Now, they're both home, and after we had dinner and spend some time the three of us in front of the TV, it was time for our daughter to go to bed, and it was time for me and Lena to have our time together as well, to talk, and maybe try to fix a few things.

"So... how was your day?" Lena asks as she's coming back from the bathroom, as she's drying her beautiful curls, thing that I've always loved watching.

"Well... could have been better. The shelter is in a very bad position. I'm trying to get it through this rough path, but I don't have much help, I mean there's Mark, but only the both of us can do so much, you know." I explain as Lena sat next to me, in her pajama and I can feel the smell of her shampoo get to me, for I love it so much.

"I know... but if there's someone that can get the shelter to make it, it's you." she says smiling, and kind of ending the conversation on this particular topic. And that yes, bothers me a lot, because I need to talk about it, I need to get my frustration out, and I need her to listen to me, and pay attention, because that's how we always worked. That's how we can think more clearly, we talk to each other, and discuss things so that the next day, we have a better picture, but I guess that thing is over as well.

"How was your day?" I end up asking, for I don't want to talk about this specifically, we need to talk about us in priority, even though right now, I feel like we are trying to avoid this very discussion.

"Oh, it was so great. I mean I love spending time with Kamaya, she actually has a lot of good conversations, I like it very much. Besides, well... she admited that... hum... she hears you cry sometimes, Stef." she says, as at this I feel immediately guilty for I hate more than anything that my little girl have seen me like this, and I will take care of it, and I will probably have to talk about it with her as well, because I don't want her to worry or anything like that.

"I... hum..." I stutter for in the meantime, I'm embarrassed, because I'm supposed to take care of Kamaya while Lena is away, and obviously, I'm not doing a very good job.

"Honey, it's okay, it happens. I know you get sad sometimes. And well... that you miss me... But that's why I'm here. To make up for those moments that we don't spend together. I'm here for you, my love. I don't ever want you to think that I don't love you, because I do, you're my wife Stef." she says, bringing tears into my eyes for I'm so scared that one day she'll just stop loving me...

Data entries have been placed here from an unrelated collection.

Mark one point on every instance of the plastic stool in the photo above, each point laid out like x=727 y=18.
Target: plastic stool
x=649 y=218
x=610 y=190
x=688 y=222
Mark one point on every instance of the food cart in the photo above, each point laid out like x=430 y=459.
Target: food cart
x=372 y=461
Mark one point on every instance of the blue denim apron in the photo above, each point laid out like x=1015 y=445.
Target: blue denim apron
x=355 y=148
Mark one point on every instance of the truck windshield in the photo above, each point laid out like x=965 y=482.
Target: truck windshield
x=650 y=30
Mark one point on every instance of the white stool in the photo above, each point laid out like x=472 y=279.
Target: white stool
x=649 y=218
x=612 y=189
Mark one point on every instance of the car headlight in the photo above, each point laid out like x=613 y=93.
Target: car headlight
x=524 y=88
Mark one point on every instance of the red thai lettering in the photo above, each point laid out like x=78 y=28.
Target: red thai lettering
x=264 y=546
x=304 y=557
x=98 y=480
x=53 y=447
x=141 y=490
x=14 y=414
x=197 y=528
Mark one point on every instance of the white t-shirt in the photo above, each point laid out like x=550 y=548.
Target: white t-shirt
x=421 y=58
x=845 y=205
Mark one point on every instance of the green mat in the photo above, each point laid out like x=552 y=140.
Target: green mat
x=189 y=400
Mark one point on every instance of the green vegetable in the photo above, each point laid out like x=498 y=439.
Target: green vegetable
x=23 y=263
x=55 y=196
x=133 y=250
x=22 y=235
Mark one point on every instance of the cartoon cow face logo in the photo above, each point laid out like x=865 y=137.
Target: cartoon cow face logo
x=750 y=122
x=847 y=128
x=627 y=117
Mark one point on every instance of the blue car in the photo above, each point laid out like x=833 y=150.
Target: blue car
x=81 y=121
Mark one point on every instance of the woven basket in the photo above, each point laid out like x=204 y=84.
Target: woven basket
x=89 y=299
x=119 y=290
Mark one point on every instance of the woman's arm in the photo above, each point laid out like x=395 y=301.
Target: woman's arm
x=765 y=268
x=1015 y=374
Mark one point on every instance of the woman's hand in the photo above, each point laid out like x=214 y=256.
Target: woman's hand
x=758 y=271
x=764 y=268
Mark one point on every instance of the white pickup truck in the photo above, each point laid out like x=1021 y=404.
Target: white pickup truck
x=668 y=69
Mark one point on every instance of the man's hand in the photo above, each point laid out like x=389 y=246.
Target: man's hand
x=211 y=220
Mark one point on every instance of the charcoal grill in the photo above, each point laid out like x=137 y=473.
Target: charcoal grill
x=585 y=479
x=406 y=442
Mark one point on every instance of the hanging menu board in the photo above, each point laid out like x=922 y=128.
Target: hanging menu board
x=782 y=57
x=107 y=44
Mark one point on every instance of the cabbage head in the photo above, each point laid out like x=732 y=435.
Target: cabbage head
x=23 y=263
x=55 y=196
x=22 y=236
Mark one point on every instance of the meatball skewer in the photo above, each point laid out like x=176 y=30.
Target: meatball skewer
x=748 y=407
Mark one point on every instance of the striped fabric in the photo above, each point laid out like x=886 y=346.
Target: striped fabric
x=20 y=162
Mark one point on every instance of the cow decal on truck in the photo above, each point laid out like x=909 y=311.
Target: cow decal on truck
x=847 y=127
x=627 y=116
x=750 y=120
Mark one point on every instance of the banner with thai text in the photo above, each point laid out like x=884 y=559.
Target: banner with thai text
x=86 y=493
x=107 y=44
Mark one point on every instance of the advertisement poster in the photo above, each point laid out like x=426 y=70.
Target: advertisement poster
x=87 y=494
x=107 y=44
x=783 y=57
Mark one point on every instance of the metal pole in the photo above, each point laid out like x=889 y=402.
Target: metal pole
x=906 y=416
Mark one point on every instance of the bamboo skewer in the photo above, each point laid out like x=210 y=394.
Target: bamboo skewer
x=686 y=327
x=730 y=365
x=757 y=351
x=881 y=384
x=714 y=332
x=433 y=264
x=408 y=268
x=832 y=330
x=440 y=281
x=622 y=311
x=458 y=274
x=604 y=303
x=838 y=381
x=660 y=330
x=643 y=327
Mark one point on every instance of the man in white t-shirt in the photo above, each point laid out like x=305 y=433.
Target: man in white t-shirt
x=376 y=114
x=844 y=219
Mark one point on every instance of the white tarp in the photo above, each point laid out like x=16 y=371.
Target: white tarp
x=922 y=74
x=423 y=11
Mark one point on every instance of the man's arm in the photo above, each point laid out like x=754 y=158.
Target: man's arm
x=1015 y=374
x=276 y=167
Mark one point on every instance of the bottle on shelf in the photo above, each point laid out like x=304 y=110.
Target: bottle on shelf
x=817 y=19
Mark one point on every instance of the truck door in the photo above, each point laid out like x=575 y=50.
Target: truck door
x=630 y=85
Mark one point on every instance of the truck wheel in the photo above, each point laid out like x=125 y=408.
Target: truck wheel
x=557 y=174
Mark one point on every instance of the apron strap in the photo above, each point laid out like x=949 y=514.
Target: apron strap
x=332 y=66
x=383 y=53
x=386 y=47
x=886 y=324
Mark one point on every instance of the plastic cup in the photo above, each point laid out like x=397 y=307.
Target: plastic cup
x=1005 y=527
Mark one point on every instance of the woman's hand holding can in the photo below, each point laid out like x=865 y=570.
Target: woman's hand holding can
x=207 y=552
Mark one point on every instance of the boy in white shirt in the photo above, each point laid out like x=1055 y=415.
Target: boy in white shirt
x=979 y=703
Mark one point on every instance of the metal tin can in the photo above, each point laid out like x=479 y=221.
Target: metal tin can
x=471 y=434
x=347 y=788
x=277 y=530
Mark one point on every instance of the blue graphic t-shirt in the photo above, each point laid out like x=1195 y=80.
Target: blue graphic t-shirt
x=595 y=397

"I love you too..." I whisper, trying to control my voice as she smiles at me so tenderly that I'm completely melting.

"I know... and well, it was hard not to touch your naked body last night... I mean, it's been a while, babe..." she utters as she gets closer to me, and I'm struggling to breath as my heart is going out of control all of the sudden.

"Lena..." I say, trying to focus a little, because we desperately need to talk, we really, really need to as Lena slides her hand up my arm to reach my neck and my skin is becoming so damn hot right now.